Obama's comment that "we don't have a strategy," delivered to reporters at the White House before the Labor Day holiday weekend, prompted immediate mockery from Republicans — not to mention quick damage control from the White House.
"In his remarks today, [Obama] was explicit — as he has been in the past — about the comprehensive strategy we'll use to confront [ISIS] threat," White House press secretary Josh Earnest said in a series of Twitter posts. "He was referring to military options for striking [ISIS] in Syria," Earnest added in a hastily scheduled CNN appearance.
Obama was set to meet with the National Security Council on Thursday evening, and he said his Administration is working hard to develop a plan for stemming ISIS's spread from Iraq to Syria.
"We need to make sure that we've got clear plans, that we're developing them," he said. Obama said he's ordered Secretary of State John Kerry to begin assembling a coalition to strike back at ISIS, while he has tasked Secretary of Defense Chuck Hagel and the Joint Chiefs of Staff to present him with military options. "We're gonna cobble together the kind of coalition that we need for a long-term strategy as soon as we are able to fit together the military, political and economic components of that strategy," Obama said. "There will be a military aspect to that."

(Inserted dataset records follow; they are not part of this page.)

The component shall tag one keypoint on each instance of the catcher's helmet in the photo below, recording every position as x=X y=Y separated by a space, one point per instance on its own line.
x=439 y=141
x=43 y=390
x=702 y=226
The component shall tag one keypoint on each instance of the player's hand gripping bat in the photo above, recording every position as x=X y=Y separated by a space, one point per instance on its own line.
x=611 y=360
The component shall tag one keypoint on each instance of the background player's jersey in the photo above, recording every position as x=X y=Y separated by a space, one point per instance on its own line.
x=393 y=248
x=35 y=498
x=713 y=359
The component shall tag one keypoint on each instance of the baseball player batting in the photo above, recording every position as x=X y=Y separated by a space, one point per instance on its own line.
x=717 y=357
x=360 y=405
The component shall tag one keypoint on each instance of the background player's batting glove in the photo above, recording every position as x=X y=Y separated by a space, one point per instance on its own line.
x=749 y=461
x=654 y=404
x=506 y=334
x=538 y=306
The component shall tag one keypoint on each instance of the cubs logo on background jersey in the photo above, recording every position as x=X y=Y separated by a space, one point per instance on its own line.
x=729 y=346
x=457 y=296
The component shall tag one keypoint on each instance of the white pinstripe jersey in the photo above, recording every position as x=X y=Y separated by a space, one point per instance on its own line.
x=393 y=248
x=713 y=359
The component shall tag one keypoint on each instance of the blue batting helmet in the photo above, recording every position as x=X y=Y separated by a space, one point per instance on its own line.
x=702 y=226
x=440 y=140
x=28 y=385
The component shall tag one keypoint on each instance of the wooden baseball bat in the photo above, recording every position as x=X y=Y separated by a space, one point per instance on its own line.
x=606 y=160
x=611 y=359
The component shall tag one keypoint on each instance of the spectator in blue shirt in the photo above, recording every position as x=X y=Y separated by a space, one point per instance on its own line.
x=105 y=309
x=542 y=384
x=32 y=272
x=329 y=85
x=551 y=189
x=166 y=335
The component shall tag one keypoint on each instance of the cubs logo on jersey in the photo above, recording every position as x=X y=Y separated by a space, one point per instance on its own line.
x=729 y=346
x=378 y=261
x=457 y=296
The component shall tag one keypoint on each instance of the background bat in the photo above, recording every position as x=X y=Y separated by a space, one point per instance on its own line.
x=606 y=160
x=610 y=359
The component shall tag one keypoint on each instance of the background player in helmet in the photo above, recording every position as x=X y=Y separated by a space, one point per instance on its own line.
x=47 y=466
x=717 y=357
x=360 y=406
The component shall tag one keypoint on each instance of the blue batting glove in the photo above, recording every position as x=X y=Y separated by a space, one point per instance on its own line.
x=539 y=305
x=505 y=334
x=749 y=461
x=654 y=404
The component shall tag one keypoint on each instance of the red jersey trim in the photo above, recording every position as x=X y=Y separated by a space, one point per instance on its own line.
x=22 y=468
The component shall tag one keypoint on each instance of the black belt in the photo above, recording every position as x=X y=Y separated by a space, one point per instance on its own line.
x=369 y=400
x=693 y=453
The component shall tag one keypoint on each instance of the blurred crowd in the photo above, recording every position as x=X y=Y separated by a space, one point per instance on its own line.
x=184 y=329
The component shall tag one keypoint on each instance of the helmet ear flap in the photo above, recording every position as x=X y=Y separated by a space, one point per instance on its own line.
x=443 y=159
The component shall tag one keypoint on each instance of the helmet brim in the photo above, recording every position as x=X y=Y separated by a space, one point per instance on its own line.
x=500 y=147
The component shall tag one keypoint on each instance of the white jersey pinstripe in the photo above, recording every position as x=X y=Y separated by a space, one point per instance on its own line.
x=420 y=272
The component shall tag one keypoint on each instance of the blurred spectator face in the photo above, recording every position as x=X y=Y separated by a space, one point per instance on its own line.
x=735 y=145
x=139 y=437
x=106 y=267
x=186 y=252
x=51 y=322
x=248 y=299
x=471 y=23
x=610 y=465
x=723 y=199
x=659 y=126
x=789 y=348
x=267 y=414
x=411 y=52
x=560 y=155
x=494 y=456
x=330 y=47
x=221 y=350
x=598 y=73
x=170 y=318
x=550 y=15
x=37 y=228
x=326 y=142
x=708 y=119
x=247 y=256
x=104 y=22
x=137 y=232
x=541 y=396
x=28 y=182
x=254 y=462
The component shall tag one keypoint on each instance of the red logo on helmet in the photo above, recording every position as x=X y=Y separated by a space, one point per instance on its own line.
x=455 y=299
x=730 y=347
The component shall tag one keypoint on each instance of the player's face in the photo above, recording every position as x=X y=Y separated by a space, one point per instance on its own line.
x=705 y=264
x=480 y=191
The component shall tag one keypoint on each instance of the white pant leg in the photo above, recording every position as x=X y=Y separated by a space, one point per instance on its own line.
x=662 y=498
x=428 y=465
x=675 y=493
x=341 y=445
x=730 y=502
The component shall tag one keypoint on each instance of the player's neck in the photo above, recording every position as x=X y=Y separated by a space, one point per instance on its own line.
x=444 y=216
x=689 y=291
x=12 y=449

The President defended his decision not to seek authorization from Congress before beginning strikes on ISIS targets in Iraq three weeks ago, saying the urgency of the threat to the U.S. consulate in Erbil required immediate action. "I can't afford to wait in order to make sure that those folks are protected," Obama said. Since Aug. 8, the military has conducted 106 air strikes in Iraq, according to U.S. Central Command.
Obama suggested that once he has a strategy for tackling ISIS, he would seek authorization from Congress, particularly since it may require additional funding. "It is my intention that Congress has to have some buy-in as representatives of the American people," he said.

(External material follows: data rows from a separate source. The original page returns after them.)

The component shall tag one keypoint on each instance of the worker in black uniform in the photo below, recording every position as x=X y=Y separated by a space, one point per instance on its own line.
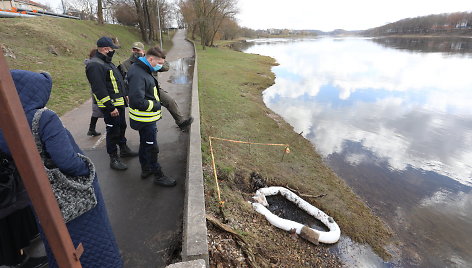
x=108 y=90
x=145 y=110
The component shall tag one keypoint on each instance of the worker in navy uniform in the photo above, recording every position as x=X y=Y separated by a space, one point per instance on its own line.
x=108 y=90
x=145 y=111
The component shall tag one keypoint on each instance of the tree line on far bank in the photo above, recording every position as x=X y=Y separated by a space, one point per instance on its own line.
x=457 y=23
x=207 y=20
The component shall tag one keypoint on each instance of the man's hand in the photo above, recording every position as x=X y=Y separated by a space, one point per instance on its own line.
x=115 y=113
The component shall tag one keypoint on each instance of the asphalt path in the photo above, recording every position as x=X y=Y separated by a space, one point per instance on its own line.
x=146 y=219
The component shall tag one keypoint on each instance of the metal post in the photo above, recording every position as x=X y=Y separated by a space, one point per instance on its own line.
x=17 y=133
x=159 y=20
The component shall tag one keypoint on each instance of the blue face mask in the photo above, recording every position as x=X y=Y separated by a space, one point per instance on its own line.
x=156 y=68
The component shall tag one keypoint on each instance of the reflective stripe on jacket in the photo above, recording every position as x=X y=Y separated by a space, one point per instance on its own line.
x=145 y=105
x=106 y=82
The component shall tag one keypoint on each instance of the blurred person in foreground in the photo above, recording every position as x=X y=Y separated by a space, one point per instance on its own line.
x=92 y=228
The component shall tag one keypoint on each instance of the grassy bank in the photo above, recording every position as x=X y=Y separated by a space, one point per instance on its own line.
x=31 y=41
x=230 y=85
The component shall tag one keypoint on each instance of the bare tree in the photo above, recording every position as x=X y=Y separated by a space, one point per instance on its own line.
x=207 y=16
x=99 y=12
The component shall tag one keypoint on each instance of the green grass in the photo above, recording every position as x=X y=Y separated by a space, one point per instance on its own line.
x=30 y=38
x=230 y=86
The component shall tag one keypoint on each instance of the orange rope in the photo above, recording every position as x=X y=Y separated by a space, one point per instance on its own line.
x=221 y=203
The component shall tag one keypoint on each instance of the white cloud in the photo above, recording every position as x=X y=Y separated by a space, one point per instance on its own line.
x=417 y=112
x=337 y=14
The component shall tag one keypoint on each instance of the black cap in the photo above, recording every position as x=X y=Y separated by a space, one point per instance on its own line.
x=105 y=41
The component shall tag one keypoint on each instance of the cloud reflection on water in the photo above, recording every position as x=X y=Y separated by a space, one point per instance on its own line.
x=409 y=109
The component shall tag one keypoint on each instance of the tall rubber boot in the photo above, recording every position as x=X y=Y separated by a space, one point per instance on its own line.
x=115 y=163
x=125 y=151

"This should be a wake-up call to Sunni, to [Shi‘ite], to everybody, that a group like ISIS is beyond the pale; that they have no vision or ideology beyond violence and chaos and the slaughter of innocent people," Obama said. "And as a consequence, we've got to all join together — even if we have differences on a range of political issues — to make sure that they're rooted out."

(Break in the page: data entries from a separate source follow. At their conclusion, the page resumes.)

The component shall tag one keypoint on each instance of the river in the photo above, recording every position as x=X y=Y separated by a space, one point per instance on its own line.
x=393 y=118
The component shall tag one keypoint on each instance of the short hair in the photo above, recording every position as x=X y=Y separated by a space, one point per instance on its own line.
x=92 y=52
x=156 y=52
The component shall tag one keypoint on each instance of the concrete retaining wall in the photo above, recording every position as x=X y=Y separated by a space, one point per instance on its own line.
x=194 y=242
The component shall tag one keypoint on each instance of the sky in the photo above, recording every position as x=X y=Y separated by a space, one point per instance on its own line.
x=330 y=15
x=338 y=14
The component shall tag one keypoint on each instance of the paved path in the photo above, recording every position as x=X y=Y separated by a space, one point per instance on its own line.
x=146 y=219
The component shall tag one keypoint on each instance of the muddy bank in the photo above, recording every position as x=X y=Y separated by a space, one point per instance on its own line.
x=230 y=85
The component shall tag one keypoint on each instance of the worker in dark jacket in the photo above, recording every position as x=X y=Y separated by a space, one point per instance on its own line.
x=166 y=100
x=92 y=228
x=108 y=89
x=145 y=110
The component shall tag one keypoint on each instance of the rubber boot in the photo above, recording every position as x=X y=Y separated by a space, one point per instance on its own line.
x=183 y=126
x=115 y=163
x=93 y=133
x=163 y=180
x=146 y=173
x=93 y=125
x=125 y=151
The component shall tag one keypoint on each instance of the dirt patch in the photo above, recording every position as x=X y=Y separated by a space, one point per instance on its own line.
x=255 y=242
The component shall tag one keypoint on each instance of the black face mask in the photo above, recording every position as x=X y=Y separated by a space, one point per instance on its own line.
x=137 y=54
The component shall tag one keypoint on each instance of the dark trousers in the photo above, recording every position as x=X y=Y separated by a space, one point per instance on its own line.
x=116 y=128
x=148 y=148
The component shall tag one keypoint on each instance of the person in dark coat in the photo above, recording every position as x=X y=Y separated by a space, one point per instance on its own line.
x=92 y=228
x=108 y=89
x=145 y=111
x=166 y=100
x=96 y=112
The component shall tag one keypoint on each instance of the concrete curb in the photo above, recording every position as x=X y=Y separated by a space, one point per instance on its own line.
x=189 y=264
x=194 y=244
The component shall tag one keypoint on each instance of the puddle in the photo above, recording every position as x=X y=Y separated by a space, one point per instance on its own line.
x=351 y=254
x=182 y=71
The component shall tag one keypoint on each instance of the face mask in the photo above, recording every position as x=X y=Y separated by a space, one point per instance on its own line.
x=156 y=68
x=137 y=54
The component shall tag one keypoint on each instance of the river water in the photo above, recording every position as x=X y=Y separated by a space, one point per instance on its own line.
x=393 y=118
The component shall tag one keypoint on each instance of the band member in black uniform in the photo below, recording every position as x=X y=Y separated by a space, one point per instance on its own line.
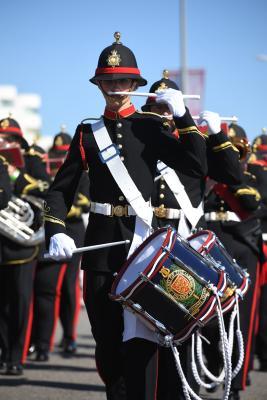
x=257 y=165
x=56 y=287
x=141 y=140
x=229 y=212
x=168 y=211
x=19 y=248
x=5 y=196
x=70 y=290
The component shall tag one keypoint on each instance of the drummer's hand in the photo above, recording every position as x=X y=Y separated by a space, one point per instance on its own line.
x=213 y=121
x=61 y=246
x=174 y=99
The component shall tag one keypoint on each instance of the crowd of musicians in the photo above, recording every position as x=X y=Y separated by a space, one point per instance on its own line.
x=223 y=188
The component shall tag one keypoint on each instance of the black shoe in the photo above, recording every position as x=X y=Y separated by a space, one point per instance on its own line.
x=263 y=366
x=234 y=395
x=14 y=369
x=3 y=366
x=213 y=389
x=42 y=355
x=69 y=347
x=31 y=351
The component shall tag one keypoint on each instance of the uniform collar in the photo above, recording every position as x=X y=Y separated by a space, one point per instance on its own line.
x=126 y=112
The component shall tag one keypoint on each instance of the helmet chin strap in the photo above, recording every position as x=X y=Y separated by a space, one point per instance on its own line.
x=112 y=100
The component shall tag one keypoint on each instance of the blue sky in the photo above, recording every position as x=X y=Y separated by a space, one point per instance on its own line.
x=52 y=48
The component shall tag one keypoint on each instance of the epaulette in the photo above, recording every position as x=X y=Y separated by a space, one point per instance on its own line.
x=33 y=152
x=250 y=175
x=150 y=113
x=90 y=119
x=4 y=160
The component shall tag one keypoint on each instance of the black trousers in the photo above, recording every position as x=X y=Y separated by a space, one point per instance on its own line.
x=70 y=291
x=138 y=368
x=106 y=319
x=47 y=289
x=16 y=290
x=247 y=259
x=262 y=327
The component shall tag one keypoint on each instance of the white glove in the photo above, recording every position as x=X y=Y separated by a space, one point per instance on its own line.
x=61 y=246
x=174 y=99
x=213 y=121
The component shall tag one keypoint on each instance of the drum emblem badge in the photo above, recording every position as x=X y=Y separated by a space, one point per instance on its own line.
x=180 y=284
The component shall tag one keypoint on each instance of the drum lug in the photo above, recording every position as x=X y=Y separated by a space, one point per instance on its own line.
x=239 y=293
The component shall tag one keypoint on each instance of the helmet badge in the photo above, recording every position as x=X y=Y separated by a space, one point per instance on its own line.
x=114 y=59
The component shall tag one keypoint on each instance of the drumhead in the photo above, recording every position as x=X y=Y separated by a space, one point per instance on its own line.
x=201 y=239
x=140 y=262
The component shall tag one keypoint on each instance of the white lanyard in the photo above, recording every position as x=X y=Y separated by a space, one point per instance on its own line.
x=109 y=155
x=193 y=214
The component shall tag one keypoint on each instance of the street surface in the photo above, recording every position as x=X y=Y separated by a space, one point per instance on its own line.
x=76 y=378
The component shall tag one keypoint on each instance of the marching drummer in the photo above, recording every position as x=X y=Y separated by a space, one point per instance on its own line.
x=230 y=213
x=121 y=152
x=177 y=200
x=18 y=255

Obama also condemned continued Russia aggression in Ukraine, following U.S. and NATO confirmation of Russian ground troops and heavy equipment fighting against the Ukrainian military in eastern Ukraine, but he stopped short of calling it an invasion. The President ruled out American military action in Ukraine, but said the U.S. stands with its NATO allies in the region and suggested that additional sanctions on Russia will be forthcoming.
"We are not taking military action to solve the Ukrainian problem," Obama said. "What we're doing is to mobilize the international community to apply pressure on Russia. But I think it is very important to recognize that a military solution to this problem is not going to be forthcoming."